CIFG, a small and privately-owned bond insurer, is at risk of losing its top-notch credit rating after Moody’s put the company on review for possible downgrade.

The ratings action was made despite a $1.5bn injection from Banque Populaire and Caisse d’Epargne, CIFG’s parents, in November last year. That injection doubled the company’s capital base to $3bn.

But Moody’s said the continued deterioration in the US mortgage markets and the potential for losses on subprime-exposed securities had hurt CIFG’s capital position in spite of the significant injection.

Bond insurers, or monolines, such as CIFG guarantee the repayment of principal and interest on the securities they have insured.

In recent months, the sector has attracted intense scrutiny because of its exposure to the stricken subprime mortgage markets.

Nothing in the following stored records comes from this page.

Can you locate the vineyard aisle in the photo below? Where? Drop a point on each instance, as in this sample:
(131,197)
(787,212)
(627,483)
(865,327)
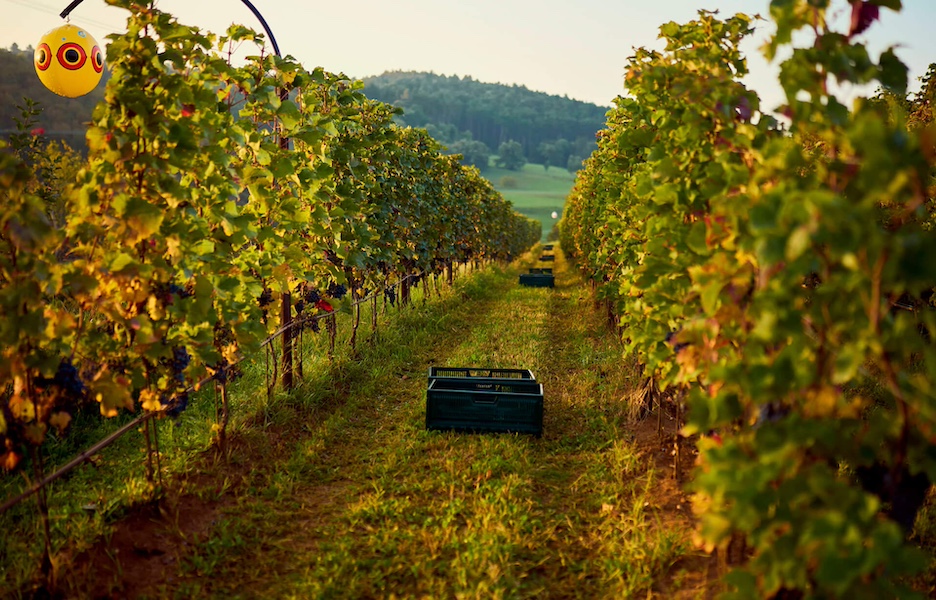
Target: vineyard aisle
(351,497)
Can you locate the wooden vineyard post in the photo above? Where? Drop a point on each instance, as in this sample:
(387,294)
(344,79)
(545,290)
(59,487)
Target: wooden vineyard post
(286,321)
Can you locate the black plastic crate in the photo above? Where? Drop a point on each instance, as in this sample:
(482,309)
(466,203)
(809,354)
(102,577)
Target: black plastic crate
(481,374)
(537,280)
(485,406)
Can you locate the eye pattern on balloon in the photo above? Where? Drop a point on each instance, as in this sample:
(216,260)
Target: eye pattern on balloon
(69,61)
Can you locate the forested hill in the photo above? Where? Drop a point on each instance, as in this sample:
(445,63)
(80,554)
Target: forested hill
(468,116)
(61,118)
(550,128)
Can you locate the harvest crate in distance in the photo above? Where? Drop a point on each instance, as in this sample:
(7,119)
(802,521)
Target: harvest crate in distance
(537,280)
(485,405)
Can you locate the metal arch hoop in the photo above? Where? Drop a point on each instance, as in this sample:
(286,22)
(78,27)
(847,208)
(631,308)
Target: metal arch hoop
(64,14)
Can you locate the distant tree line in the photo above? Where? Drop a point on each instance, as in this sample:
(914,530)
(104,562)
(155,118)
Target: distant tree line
(479,120)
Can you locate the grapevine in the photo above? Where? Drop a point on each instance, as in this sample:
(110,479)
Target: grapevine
(757,267)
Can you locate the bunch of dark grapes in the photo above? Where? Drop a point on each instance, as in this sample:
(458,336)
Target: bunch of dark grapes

CIFG, as a relatively small operator in the industry, has insured about $95bn of bonds, the bulk of which are structured financial products such as CDOs, company data show.

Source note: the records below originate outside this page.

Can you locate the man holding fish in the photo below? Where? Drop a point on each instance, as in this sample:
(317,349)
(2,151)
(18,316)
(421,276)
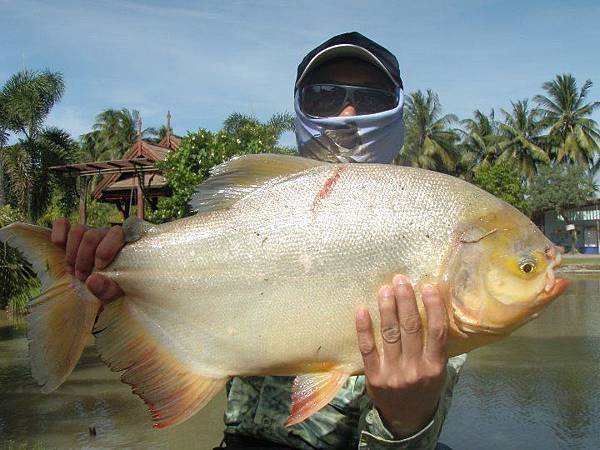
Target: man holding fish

A downgrade could spark fire sales of securities insured by CIFG, as well as declines in their value.

The warning by Moody’s also adds to the pressure on industry leaders MBIA and Ambac, who are at risk of losing their triple-A ratings because of their exposure to subprime-tainted securities.

Moody’s last month increased its mortgage loss estimates, “which, for CIFG, has resulted in a capital adequacy profile that now falls below our Aaa target-level benchmark”, the ratings agency said. “The rating action reflects the weakened capital profile of the group as a result of its mortgage and mortgage-related collateralised debt obligation exposures (CDOs), as well as uncertainty over CIFG’s future strategic direction.”

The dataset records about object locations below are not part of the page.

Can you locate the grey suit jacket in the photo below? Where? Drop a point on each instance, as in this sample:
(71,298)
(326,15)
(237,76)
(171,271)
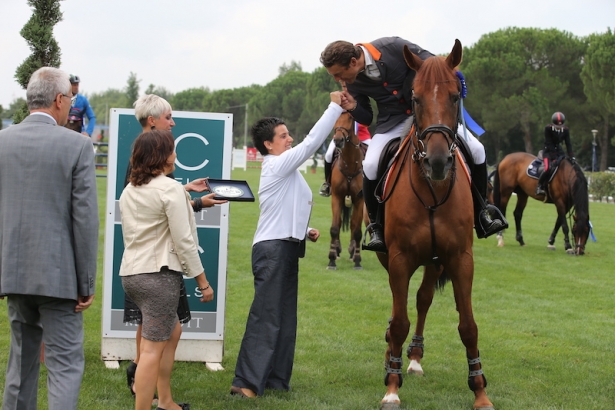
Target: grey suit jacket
(48,211)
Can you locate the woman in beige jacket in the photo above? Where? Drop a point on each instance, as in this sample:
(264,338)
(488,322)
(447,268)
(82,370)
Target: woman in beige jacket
(161,245)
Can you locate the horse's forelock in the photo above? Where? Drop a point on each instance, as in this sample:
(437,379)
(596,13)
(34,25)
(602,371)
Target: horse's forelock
(434,70)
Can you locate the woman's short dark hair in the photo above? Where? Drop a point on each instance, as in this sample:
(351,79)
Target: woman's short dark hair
(150,152)
(339,52)
(264,130)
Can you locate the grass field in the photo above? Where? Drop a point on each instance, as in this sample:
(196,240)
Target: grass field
(546,323)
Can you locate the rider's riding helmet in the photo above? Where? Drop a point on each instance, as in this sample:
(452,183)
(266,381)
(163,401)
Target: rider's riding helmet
(558,118)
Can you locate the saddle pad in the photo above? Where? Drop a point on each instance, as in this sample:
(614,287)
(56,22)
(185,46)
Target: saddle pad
(535,169)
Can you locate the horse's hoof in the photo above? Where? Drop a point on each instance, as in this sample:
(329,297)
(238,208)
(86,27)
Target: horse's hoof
(415,368)
(389,406)
(390,402)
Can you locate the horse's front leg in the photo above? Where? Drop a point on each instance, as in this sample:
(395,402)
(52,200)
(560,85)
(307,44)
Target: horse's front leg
(461,278)
(567,247)
(399,326)
(336,223)
(558,223)
(424,297)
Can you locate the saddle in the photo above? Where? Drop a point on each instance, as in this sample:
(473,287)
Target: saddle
(537,167)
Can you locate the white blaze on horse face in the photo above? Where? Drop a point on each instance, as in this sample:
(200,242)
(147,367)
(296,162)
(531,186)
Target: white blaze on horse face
(437,119)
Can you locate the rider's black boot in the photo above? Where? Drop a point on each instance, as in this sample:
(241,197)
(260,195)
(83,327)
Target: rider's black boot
(483,211)
(325,188)
(375,228)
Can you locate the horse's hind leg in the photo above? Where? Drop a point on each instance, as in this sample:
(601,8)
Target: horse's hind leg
(468,331)
(551,242)
(355,225)
(518,213)
(424,297)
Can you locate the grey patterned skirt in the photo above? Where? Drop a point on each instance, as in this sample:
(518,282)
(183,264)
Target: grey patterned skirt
(132,314)
(156,295)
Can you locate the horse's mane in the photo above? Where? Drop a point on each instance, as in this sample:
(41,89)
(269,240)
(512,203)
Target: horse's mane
(434,70)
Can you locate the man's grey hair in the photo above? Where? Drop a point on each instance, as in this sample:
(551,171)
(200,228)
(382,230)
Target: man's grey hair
(150,104)
(44,86)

Moody’s expects to complete its review of CIFG’s rating in the next two weeks. The review will focus on assessing the firm’s plans to further strengthen its capital base as well as on its future strategy.

In response, CIFG said it was “continuing to work closely with Moody’s and is exploring all of its options”.

The ratings agency also stripped Channel Reinsurance, which provides reinsurance of policies written by bond insurer MBIA, of its triple-A rating yesterday.

The three-notch downgrade to “Aa3” may negatively impact the value of the reinsurance policies it has written for MBIA, its only customer, Moody’s said.

Moody’s expects Channel Re’s insurance policies to incur losses of $230m compared with its current claims-paying ability of about $930m.